Research Triangle Park (NC) - Lenovo today introduced the IdeaPad U110, an ultra-portable notebook that isn’t cheap and doesn’t offer any spectacular hardware features, but is certainly among the most attractive notebooks for road warriors on the market today.

If you were asked to sum up the notebook trends of the recent months, we are pretty sure you’d come up with products such as Apple’s Macbook Air, Lenovo’s X300, the EeePC and possibly systems such as Acer’s Gemstone series. It seems that innovation in the notebook segment is all about style and size these days and if you were to merge devices currently available on the market, you’d probably come up with something like Lenovo’s IdeaPad U110.
In size, it is positioned between the EeePCs and traditional notebooks, but takes down a unique styling into the ultra-portable market.
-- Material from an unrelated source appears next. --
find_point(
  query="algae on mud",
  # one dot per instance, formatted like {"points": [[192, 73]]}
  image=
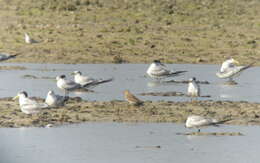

It is slightly thinner than Lenovo’s own flagship notebook (Thinkpad X300) and is actually not far away from thickness of the Macbook Air’s thickest part (0.72" vs. 0.88"). Pricewise it is in Macbook Air territory as well, but the screen size (11.1") is closer to the latest Asus EeePC.
But if you compare it to the EeePC, you have a regular hard drive rather than a small flash chip, a faster processor and a tendril texture that etched into the aluminum-alloy top cover of the IdeaPad - and makes the whole system look much more expensive. But then, it is much more expensive - $1899.
In exchange you can chose between red and black versions of the U110, you get the aforementioned 11.1" (1366x768 pixel) display, a 17-watt Core 2 Duo L7500 (65 nm Merom core, 1.6 GHz, 4MB L2 cache) processor, Intel’s GMA X3100 integrated graphics chipset, a 120 GB hard drive, 2 GB memory, a 1.3 MP webcam, Ethernet and Wi-Fi support as well as an external DVD burner. It’s not a multimedia powerhouse, but it should be enough for on-the-road applications.
There is even a decent battery that should provide enough juice for an entire work day. Lenovo says that the standard 4-cell battery will power the notebook for about 2 hours, while a larger (and included) 7-cell battery adds another 6 hours.
Tom’s Guide will publish a comparative review of he U110 and the MacBook Air shortly.